Is it not? He shoved his tongue down your throat two days ago.

Ah, go away.

I shush my subconscious, trying to think of something else—anything but him.

I got it—food and books—but first I need a shower.

I need a new pair of jeans. I think as I look around the store. It's quite obvious I've been getting wider hips, but it's annoying since it's a wardrobe menace.

I pick up a few items and cash them, then leave to get dinner for later and go to the public park to relax.

The past 6 months have been hell. A rollercoaster of emotions is a better way to put it. The first two months, I struggled to adapt to this working environment as I was fresh out of college. My clumsiness isn't something I've ever been proud of, as you can tell, but for some reason, Ryan has yet to fire me despite my countless mistakes. He taught me the ropes, and I caught on quite well.

I got to know James when I needed technical help, and I covered for him that same day when he had an emergency as a thank you, and we kept exchanging that favor ever since.

His girlfriend, Jolie, and I are also on the same line of favor, but she works in the customer service section, so I don't see her as often.

The two months following have been stable apart from Ryan and I's collisions that have set off a firework of emotions in me.
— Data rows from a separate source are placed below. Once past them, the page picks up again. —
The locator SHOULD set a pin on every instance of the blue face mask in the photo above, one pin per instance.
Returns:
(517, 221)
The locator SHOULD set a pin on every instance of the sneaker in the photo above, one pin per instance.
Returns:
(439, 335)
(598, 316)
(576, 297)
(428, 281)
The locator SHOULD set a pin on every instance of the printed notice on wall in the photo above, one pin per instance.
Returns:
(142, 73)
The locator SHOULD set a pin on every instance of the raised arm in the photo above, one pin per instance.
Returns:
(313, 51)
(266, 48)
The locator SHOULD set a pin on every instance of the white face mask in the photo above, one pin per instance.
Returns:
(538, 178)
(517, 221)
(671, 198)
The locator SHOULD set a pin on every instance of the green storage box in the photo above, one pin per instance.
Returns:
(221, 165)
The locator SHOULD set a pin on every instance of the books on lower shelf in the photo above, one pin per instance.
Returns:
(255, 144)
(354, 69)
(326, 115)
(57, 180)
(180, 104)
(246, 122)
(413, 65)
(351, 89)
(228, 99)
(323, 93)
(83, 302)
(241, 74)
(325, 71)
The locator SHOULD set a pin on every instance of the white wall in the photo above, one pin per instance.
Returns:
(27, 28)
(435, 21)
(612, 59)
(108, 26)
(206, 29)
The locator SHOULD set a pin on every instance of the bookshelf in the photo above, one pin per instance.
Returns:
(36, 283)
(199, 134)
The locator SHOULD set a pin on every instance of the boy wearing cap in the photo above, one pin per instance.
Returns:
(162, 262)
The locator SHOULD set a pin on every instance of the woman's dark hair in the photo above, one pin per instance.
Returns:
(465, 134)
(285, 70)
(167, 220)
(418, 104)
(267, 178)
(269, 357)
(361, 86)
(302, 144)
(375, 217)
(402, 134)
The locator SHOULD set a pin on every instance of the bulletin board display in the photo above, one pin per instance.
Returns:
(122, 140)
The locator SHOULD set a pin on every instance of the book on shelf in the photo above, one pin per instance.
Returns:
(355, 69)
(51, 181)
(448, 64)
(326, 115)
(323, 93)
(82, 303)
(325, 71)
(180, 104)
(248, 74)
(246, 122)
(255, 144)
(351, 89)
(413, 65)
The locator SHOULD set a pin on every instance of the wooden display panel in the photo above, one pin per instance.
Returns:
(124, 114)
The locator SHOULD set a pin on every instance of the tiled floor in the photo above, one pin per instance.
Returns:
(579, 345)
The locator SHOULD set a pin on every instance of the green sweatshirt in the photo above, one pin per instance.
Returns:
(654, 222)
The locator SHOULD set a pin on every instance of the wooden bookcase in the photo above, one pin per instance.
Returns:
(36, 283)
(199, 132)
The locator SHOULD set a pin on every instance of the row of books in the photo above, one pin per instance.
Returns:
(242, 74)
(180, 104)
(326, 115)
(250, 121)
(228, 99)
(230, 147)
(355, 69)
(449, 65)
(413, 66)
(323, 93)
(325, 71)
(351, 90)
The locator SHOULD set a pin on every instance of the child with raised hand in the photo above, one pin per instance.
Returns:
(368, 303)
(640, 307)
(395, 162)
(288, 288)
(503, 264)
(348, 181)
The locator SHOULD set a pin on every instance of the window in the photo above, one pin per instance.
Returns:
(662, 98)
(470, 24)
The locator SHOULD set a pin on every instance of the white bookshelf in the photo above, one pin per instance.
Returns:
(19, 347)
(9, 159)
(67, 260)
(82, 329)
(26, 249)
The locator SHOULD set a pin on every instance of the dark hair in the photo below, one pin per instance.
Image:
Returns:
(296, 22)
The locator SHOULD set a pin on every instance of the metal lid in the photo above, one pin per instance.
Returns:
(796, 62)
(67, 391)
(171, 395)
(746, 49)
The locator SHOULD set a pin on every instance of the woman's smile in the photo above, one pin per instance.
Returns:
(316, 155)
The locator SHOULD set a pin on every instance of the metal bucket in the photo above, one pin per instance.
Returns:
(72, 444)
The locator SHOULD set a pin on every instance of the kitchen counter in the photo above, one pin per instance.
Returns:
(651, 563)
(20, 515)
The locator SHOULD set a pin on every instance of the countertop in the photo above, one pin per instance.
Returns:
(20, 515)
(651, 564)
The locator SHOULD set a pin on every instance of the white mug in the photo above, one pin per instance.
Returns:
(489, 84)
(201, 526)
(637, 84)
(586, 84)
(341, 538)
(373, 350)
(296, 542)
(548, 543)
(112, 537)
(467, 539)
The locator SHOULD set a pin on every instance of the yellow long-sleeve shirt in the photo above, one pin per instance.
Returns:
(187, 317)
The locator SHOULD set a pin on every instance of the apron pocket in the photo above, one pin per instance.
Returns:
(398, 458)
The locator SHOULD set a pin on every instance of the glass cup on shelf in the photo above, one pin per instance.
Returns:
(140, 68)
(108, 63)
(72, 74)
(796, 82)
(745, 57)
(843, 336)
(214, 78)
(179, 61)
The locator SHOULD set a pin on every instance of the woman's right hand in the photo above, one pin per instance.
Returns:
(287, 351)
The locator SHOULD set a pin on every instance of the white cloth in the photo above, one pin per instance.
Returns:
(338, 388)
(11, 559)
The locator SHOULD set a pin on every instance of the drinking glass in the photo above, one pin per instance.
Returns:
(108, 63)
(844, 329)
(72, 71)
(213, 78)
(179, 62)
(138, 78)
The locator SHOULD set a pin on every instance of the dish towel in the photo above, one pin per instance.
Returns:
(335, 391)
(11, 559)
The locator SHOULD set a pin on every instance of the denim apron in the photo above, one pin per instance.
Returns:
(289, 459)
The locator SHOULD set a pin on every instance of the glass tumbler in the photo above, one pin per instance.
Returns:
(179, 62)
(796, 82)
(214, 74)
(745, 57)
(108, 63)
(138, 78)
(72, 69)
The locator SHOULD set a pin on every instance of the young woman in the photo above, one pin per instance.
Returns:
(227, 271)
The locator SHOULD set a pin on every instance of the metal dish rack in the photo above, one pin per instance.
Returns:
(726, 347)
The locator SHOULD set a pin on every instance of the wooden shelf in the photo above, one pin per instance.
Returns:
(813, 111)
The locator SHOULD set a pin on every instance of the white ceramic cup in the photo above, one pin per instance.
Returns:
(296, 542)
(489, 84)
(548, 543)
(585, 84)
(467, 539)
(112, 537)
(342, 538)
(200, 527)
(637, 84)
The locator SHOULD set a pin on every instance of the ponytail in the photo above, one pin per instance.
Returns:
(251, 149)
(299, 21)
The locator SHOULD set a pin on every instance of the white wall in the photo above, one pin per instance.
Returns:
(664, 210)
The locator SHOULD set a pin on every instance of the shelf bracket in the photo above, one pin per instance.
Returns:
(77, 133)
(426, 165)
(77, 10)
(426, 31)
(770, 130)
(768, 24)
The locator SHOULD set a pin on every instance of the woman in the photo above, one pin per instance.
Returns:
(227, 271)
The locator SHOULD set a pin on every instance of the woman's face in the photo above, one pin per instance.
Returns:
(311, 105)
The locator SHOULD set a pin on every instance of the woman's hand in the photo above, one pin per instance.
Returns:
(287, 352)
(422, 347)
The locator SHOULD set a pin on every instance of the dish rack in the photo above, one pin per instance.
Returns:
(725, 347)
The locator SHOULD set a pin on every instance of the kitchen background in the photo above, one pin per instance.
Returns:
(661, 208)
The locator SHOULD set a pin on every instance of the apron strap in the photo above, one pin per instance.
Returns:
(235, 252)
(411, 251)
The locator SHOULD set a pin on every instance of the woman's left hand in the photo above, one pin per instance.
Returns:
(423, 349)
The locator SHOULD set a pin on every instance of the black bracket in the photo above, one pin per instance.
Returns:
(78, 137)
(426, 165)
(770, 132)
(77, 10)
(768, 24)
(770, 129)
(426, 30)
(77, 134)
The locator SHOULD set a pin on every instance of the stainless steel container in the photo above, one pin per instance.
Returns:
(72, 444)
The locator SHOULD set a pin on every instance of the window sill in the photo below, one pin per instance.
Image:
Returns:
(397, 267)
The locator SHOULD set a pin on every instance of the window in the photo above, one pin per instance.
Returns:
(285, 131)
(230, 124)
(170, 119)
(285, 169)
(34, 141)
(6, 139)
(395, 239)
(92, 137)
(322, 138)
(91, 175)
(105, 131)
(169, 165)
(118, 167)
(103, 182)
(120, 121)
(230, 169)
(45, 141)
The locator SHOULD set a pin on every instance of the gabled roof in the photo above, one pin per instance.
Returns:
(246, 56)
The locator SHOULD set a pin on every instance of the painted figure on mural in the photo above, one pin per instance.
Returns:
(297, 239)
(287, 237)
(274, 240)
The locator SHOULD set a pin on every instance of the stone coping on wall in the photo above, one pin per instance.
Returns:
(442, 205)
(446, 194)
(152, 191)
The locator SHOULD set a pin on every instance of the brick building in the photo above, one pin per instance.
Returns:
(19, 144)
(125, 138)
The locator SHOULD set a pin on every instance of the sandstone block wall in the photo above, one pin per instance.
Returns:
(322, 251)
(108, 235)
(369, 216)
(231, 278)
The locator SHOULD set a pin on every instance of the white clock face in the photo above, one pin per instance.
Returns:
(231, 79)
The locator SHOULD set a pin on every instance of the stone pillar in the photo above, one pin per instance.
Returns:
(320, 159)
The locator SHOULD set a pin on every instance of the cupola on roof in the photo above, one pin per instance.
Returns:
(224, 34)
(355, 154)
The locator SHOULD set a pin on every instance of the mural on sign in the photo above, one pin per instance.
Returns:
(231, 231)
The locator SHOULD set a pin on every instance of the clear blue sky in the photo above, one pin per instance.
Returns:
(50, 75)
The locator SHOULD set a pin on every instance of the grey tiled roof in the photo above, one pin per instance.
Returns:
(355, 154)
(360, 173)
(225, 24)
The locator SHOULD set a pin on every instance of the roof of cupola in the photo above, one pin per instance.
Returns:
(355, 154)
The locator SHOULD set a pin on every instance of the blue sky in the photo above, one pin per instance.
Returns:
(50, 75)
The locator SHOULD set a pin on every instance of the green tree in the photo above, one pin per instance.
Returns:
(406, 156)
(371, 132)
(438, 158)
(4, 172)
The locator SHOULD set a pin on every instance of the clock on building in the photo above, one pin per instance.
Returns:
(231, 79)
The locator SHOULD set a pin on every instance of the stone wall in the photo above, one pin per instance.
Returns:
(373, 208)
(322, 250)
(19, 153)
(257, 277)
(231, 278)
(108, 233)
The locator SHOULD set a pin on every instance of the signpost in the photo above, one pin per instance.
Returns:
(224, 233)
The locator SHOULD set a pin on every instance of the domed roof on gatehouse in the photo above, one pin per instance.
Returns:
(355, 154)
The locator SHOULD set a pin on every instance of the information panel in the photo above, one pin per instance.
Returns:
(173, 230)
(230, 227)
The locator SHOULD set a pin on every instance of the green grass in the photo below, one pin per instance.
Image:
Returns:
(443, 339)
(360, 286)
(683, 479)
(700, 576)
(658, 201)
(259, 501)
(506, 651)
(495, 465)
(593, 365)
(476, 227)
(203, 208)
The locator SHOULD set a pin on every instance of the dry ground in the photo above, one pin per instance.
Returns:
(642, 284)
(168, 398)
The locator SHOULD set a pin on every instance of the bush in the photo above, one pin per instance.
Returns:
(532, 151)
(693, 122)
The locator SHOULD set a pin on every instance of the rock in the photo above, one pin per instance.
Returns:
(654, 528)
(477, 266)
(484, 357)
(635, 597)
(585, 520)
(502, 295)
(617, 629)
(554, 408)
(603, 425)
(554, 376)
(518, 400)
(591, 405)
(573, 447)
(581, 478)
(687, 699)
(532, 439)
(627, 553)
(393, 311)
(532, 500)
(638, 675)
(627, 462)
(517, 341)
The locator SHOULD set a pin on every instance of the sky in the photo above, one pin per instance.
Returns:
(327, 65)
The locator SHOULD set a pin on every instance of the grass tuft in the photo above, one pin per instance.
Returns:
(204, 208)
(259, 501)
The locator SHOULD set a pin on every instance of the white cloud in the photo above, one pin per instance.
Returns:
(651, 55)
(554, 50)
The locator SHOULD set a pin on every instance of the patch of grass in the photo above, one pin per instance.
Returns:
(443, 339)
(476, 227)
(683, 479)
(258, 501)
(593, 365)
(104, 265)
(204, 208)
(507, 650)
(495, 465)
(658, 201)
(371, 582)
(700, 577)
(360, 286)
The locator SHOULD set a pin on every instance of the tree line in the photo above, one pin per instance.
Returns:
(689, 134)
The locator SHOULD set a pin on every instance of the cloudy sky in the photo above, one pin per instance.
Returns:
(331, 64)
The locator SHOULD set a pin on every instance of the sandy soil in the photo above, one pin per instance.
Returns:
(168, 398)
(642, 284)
I find him to be a good person most of the time; he's extremely attractive, determined, ambitious, and hardworking, but also confusing.

His mixed signals of wanting me and not—hot and cold—have put me in a state of confusion over the last 4 months. And when he started verbalizing his dislike for the Smith's, I began to push myself further and further away from my delusional thoughts.

I get up and head to the exit when a little body bumps into mine, and on instinct, I catch it. "Be careful, little guy." I help him up, and his mother thanks me before I leave.